Few more days and I will be in Sicily! But, as my mother reminded me, I will have missed the tuna season. Every year at the end of springtime tunas migrate from the Atlantic ocean to the warmer Mediterranean waters. The "mattanza", the ancient ritual of the giant blue fin tuna harvest takes place from the beginning of May until June, and since even modern fishing techniques follow the season, getting there in mid-July is really too late.
The term "mattanza" (the slaughter) comes from the Spanish word "matar" meaning "to kill" and refers to a hundred years old traditional tuna-fishing technique. Tuna are guided into the tonnara which is a sophisticated trap system of successive nets which are gradually restricted in size and raised toward the surface.
The tonnara's two kilometers-long wings guide the tuna to the entrance of the first chamber, which is approximately 50 meters square. Then, a series of six successive chambers, each divided by a net gate, leads to the final chamber, la camera della morte, "the chamber of death", which has a net floor that can be raised, bringing all the tuna within to the water's surface.
There the fish are attacked and then hauled aboard boats with steel hooks snagged into their backs.
Unfortunately, the tradition is now dying. Today, few remaining traditional mattanzas take place off the island's western point among the Egadi Islands. The small island of Favignana and the fishing village of Bonagia, near Trapani, normally, attract tourists and gourmets.

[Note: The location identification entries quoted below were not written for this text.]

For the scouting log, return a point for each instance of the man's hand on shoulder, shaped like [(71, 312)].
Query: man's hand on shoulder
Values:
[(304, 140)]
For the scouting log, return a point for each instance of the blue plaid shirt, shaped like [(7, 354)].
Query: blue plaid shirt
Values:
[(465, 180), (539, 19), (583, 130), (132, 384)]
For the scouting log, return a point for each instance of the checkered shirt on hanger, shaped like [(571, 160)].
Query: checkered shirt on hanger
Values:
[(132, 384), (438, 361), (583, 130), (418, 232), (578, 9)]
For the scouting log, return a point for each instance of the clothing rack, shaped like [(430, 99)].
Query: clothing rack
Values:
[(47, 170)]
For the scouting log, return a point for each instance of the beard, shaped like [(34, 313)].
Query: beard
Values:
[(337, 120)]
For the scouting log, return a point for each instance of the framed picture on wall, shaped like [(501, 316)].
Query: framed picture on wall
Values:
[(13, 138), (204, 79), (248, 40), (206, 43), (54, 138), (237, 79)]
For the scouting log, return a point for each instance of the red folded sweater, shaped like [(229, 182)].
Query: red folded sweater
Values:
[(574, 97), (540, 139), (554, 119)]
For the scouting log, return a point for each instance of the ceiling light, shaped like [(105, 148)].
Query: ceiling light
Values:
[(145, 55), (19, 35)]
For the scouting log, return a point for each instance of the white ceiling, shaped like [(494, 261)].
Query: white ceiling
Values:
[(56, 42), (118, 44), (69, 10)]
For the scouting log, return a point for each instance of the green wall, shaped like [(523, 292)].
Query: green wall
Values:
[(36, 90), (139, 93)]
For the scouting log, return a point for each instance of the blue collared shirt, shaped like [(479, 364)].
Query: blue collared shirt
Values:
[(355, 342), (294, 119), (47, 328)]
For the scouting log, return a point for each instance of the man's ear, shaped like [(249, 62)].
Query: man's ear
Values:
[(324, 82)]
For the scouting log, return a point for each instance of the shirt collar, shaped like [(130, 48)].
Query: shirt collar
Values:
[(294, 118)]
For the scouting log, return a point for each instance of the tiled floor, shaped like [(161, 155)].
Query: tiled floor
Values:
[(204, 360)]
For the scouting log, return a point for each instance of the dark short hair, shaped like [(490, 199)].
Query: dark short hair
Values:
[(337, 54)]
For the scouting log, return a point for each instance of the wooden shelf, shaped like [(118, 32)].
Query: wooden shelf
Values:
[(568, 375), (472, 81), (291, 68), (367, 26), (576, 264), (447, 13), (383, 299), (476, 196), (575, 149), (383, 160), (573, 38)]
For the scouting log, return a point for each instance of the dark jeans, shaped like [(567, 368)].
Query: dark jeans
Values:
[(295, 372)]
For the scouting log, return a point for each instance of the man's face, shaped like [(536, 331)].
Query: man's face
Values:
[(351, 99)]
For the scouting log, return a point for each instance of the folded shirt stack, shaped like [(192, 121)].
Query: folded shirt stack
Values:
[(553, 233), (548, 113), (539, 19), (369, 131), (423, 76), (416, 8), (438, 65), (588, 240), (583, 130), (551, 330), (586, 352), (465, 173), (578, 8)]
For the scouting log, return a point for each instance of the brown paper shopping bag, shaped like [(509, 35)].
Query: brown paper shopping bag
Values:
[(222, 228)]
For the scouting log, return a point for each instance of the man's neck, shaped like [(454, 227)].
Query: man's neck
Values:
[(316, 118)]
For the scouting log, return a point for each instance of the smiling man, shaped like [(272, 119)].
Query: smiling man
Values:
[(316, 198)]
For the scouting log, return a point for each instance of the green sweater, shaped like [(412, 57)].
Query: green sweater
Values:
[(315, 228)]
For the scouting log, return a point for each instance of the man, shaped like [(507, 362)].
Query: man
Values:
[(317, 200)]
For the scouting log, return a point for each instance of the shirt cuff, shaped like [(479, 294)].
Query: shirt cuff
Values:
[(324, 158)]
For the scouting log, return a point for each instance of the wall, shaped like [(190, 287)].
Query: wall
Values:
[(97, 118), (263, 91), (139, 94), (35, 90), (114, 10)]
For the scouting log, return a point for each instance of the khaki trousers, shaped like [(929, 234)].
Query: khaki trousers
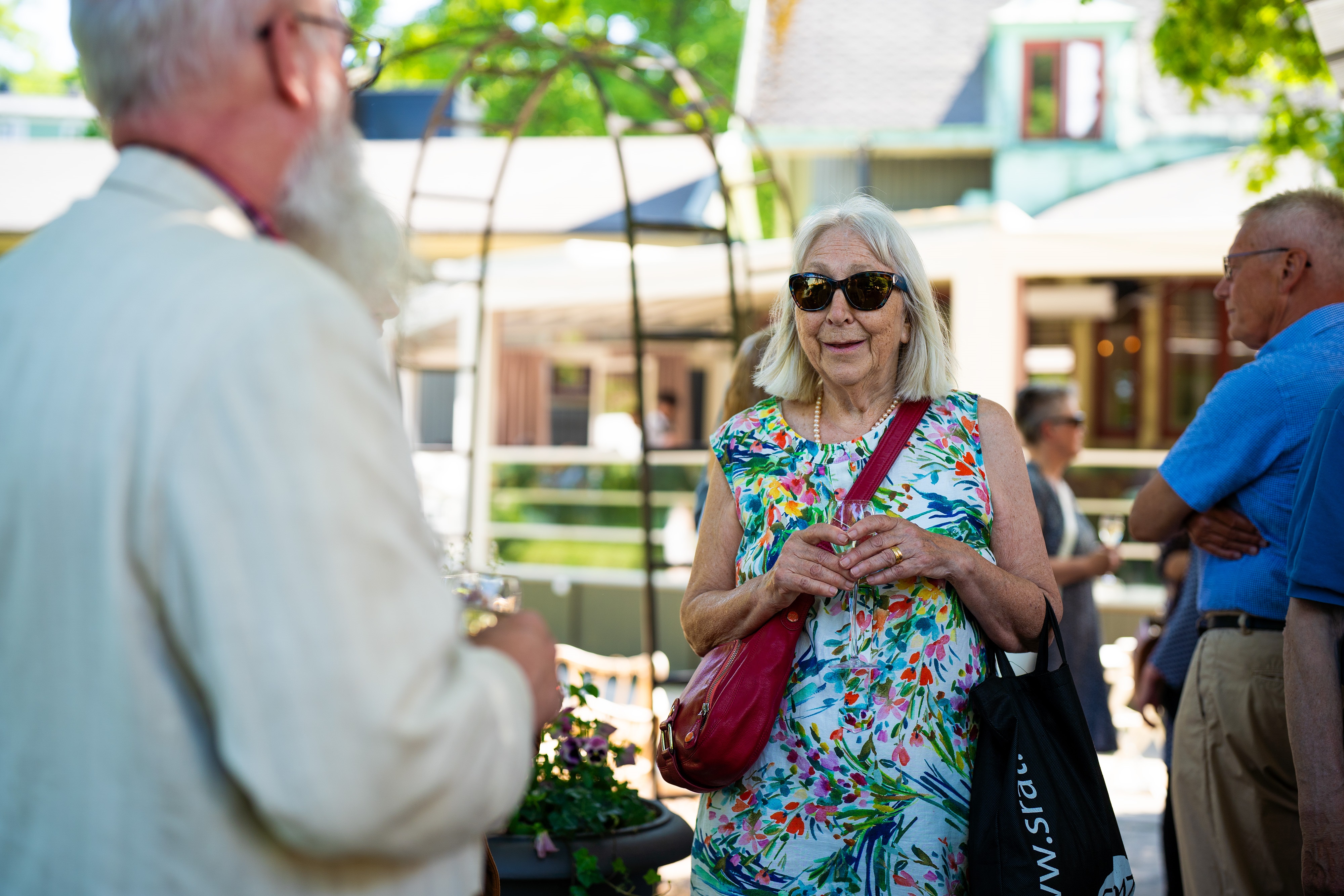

As time passes, the tuna are diminishing in size and numbers, while demand increases in world markets and modern fishing techniques are more profitable. Moreover, as La Repubblica said the blame lay also with Japanese factory ships which scoop up everything out of the sea using sonars and work 24 hours a day in shifts. This spring, the brother of a friend of mine, who is a pilot, has worked in Ragusa for a Japanese company to fly over the sea and locate the tunas for the ships to go and fish them out. So when you eat tuna sushi, do not only think about the exotic orient, but also about the Mediterranean, its history, its tradition, its culture.
As for us, my mother has decided that we could not possibly miss to try out an old recipe for "ragu di tonno" from a book of old Sicilian recipes that she has experimented with this year. So she has bought some and she is going to freeze. It is not going to be exactly the same as fresh, but we can have an idea.